Reichlich Brennelemente für das heimische Endlager liefert das Düsseldorfer Kraftwerk mit den aktuellen VÖ’s (unten noch mal extra aufgeführt). Die Review bezieht sich auf die Standard Version mit Blu-Ray Disc und DVD. Egal ob man es als Musikfilm, Konzertfilm oder gefilmtes Konzert ansieht, hier gibt es einen audiovisuellen Augen- und Ohrenschmaus voller filmischer und elektromusikalischer Delikatessen. Aufgenommen wurde das Ganze in den Jahren 2012 bis 2016 bei einer weltweiten Tournee. In unterschiedlichen Städten gab man an besonderen Stätten (u.a. MoMA in New York, das Tate Modern London, Neue National Galerie in Berlin, Burgtheater in Wien, Guggenheim Museum in Bilbao) stets an acht Abenden je ein Konzert, bei dem in chronologischer Reihenfolge nacheinander immer eins der acht Alben präsentiert wurde.

Als Opener fungiert der 74er Hit „Autobahn“, der nicht nur die Ohren mit Nostalgie füllt, auch die filmische Umsetzung dürfte manchen Verkehrsromantiker in Verzückung versetzen. Angefangen, beim mit Oldtimern bestückten Asphalt, bis hin zu fließendem Verkehr und weitgehend leere Straßen. Kritische Symbolkraft liefert „Radioaktivität“, welches 1975 dem fünften Album der Band auch den Titel gab. Hier gibt es natürlich die „moderne“ Fassung, denn Fukushima findet sich in der Aufzählung radioaktiver Katastrophen wieder. Hier, als auch bei den anderen Stücken wechselt das Bildmaterial mit Film (bzw. die Darstellung der Leinwand im Hintergrund) und frontal gefilmten Konzertmitschnitt, samt der vier Protagonisten im Vordergrund. Wer schon mal ein Kraftwerk Konzert besuchte weiß, dass die Protagonisten eher bewegungsfreie Gesellen sind, besonders die unteren Extremitäten haben beim Live Auftritt keine Funktion. Ich war damals erstaunt, dass die Band per Pedes die Bühne verließ und nicht gefahren wurde. „Trans Europa Express“ verlegt die Autobahn auf die Schiene. Der Song erschien 1977, wobei die Kraftwerker erstmals neuartige Sequenzer des Typs Synthanorma verwendeten, welche teilweise extra für die Band hergestellt wurden. Bei der „die Mensch-Maschine“ (Original 1978) variiert die Symbolkraft zwischen Worten und geometrischen Körpern. Die Band lässt neben der deutschen Version auch die englische Variante einfließen. Hernach wird der Titel des Werkes in „Computerwelt“ untergebracht. Gibt es hier doch das Zahlenwirrwarr 1-8. Übrigens, bei genauen Hinschauen sind auch die Null und Neun vorhanden. Während die Strophe samt Zahlenspiel doch eher einem abgehaktem Rhythmus folgt, ist der Refrain hier von lieblicher Eleganz geprägt. Der „Grünstich“ ist gewollt und erinnert an frühe PC Bildschirme. Den folgenden Song hätte ich unter dem Titel „Techno Pop“ gar nicht einordnen können, denn das manifestierte „Boing, Boom, Tschak“ schien mir bis heute der Titel des Songs zu sein.

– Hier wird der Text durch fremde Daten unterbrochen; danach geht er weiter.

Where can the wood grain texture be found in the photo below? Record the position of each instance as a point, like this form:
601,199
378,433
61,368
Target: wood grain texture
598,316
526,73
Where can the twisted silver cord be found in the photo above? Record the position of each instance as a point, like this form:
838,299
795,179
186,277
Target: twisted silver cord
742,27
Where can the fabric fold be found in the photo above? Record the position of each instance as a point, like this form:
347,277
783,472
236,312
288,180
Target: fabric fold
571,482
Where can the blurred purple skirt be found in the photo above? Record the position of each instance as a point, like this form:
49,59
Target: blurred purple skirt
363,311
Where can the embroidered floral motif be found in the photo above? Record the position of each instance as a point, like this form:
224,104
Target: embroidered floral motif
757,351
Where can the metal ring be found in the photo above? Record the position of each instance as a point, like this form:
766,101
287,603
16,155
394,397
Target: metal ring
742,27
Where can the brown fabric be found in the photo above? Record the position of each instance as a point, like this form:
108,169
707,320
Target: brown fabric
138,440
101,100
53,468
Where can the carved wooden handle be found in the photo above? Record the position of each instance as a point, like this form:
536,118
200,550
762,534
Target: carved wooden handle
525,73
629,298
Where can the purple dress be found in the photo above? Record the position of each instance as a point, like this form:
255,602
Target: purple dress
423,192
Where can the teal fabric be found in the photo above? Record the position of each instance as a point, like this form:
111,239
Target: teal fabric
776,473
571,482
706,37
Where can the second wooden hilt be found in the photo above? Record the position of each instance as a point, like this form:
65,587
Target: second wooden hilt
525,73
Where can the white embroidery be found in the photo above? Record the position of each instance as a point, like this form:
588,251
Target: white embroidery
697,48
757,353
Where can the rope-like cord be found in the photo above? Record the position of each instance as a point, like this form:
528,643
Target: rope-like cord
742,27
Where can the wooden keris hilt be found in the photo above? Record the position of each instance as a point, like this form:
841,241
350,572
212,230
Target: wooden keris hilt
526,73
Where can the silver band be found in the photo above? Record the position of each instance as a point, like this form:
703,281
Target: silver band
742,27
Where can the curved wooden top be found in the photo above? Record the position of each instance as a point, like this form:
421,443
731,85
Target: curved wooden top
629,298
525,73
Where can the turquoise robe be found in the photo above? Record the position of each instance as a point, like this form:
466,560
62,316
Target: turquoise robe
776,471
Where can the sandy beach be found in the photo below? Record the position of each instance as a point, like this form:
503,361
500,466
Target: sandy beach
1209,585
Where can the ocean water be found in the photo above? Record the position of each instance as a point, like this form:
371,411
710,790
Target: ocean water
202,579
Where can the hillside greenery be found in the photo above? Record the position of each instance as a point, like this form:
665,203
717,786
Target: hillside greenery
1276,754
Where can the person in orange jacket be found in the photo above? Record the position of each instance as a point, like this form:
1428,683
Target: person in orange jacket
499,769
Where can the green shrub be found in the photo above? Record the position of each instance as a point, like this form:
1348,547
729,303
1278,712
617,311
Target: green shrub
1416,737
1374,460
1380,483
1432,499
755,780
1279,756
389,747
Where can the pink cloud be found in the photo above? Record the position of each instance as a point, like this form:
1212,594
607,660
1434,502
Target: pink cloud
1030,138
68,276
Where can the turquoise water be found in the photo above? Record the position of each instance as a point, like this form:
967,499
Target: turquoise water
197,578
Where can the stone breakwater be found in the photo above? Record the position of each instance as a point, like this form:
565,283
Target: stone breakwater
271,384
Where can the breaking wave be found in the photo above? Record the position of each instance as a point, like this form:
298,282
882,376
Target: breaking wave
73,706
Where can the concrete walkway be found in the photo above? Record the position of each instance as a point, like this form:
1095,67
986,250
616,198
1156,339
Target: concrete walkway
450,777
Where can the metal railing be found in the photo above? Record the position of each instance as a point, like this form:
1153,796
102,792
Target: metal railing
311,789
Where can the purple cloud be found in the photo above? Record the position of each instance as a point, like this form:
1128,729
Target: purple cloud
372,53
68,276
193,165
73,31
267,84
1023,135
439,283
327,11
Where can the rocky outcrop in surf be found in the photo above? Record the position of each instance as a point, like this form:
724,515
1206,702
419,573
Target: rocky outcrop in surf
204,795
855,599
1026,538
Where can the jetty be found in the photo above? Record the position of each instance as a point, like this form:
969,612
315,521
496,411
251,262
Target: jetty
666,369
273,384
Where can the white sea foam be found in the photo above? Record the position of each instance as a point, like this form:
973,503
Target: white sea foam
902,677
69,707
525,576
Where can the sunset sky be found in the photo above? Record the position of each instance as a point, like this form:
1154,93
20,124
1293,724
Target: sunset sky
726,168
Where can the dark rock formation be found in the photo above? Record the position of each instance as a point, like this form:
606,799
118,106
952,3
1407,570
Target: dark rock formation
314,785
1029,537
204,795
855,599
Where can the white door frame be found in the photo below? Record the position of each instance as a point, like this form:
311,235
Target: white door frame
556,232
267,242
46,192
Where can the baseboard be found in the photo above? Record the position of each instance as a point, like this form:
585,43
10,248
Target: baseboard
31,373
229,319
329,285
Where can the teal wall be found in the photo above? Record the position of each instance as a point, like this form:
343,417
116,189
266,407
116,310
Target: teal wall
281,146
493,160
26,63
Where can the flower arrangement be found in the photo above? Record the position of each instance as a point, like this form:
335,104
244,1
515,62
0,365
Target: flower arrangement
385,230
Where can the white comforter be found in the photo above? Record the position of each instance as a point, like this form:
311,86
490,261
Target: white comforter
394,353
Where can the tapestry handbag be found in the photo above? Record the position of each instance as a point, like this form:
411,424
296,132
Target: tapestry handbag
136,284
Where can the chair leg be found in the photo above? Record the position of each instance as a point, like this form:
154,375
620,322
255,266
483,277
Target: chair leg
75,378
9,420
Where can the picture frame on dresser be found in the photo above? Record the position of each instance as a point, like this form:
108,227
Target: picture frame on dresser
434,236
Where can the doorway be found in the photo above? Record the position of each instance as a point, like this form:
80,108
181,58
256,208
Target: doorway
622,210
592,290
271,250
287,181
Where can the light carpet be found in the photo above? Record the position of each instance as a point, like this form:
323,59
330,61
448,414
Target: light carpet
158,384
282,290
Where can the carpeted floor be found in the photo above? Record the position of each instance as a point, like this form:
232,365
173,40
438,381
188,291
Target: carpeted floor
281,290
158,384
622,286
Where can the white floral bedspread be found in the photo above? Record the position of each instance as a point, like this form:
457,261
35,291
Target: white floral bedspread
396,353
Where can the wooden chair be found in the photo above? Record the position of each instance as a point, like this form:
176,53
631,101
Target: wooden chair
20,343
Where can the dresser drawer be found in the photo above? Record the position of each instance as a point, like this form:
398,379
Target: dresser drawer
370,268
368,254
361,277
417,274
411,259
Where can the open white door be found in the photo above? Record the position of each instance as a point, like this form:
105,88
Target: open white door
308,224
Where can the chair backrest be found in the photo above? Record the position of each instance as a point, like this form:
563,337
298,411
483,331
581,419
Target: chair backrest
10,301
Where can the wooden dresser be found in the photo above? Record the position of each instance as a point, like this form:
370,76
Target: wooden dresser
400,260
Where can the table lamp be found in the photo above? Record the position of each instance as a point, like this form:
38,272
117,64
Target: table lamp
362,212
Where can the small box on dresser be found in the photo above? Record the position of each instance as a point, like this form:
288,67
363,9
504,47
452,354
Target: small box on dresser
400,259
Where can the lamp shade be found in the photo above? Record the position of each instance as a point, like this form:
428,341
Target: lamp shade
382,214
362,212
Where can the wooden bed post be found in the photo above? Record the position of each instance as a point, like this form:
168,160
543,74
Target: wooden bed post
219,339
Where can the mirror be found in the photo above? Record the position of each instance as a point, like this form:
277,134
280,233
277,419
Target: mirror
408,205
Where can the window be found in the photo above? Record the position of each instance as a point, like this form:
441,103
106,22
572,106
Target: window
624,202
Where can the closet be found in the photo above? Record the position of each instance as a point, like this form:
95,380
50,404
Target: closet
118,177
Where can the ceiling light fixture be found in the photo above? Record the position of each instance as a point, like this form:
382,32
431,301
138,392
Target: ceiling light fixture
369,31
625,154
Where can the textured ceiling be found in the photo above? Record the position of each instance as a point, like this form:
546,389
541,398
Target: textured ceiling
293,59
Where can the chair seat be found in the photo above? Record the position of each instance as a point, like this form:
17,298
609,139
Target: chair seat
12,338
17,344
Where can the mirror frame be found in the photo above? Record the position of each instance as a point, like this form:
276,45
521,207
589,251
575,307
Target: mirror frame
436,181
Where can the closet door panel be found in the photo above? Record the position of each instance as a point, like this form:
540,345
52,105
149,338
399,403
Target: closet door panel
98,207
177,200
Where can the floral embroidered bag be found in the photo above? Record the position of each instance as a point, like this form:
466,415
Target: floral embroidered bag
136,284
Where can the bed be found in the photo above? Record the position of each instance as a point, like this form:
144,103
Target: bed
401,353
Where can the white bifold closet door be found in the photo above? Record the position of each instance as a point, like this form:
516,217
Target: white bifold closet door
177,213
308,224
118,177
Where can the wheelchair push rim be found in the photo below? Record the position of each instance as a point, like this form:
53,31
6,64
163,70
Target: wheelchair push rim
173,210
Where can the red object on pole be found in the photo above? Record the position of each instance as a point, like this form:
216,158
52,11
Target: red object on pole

Bevor zum Ende die Torturen der Tour de France thematisiert werden, gibt es einen weiteren (sehr passenden) Klassiker der Formation, nämlich „Die Roboter“. Erstmals übrigens live dargeboten im deutschen Fernsehen 1978 bei der Sendung Rockpop… ach komm das Video muss jetzt sein…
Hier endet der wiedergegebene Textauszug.